The soldier looked again at the sodden men and women in the room, many with
untidy green neckties coming loose.
‘We heard fiddling,’ he snapped. ‘And laughter. You unfortunate clods on this island have a strange way of marking death with dancing, revelling and drinking more fit for a wedding. But any excuse to drag you away from honest work into a drinking house, I suppose.’
‘We have our ways, sir, and you have yours,’ I said softly.
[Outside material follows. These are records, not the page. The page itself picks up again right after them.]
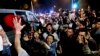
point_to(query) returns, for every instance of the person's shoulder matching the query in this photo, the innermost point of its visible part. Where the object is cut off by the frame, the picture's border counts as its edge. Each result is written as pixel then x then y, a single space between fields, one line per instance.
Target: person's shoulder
pixel 22 52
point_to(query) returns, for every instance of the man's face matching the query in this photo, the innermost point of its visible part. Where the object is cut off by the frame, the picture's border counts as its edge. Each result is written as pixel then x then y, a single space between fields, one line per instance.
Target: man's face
pixel 98 25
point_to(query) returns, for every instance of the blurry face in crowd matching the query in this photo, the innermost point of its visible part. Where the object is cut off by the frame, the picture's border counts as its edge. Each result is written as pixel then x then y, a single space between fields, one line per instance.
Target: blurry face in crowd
pixel 36 35
pixel 70 32
pixel 98 25
pixel 49 39
pixel 49 28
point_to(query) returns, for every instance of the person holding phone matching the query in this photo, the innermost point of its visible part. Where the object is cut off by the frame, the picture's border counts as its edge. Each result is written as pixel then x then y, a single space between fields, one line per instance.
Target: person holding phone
pixel 5 43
‘Strike up the fiddle,’ he called across to the old, weathered man with the instrument hanging by his side. ‘And I’ll demand a dance with Betsy Gray while my men search the premises.’
I looked to Will and George. I hoped to heaven that the pamphlets taken to the storeroom were well hidden or we might all be for the gallows. One fat redcoat came out of the back larder eating a bread roll and raised no alarm so I breathed a little more easily, sure that the bartending woman had adequately secured them.
The fiddler began to slowly string out a tune and the soldier standing at our table grabbed my hand and dragged me to my feet. My hand was torn from Will’s. He and George stood up in protest as the man pulled me close to his chest. I put up my hands, balling them into fists and struggled beneath his arms. He was so close I could see the pockmarks on his face. His breath was hot and stank of ale.
‘Let me go,’ I muttered.
‘No,’ he hissed into my face. ‘I will have a nice close dance and then a kiss from this fair belle of Éire. We hear all you colleens of Erin like a nice close dance!’
I managed to pull away, and slapped him sharply across the cheek.
He let me go and reeled backwards and I felt every eye in the place fall on me. The soldier’s hand pulled up and away from his burning cheek and he raised it to strike me but then stopped, glaring at me.
‘I cannot strike a face so lovely, although you give me good reason,’ he growled and turned his attention to Will, who had taken my hand protectively. ‘Who’s this then? Your sweetheart?’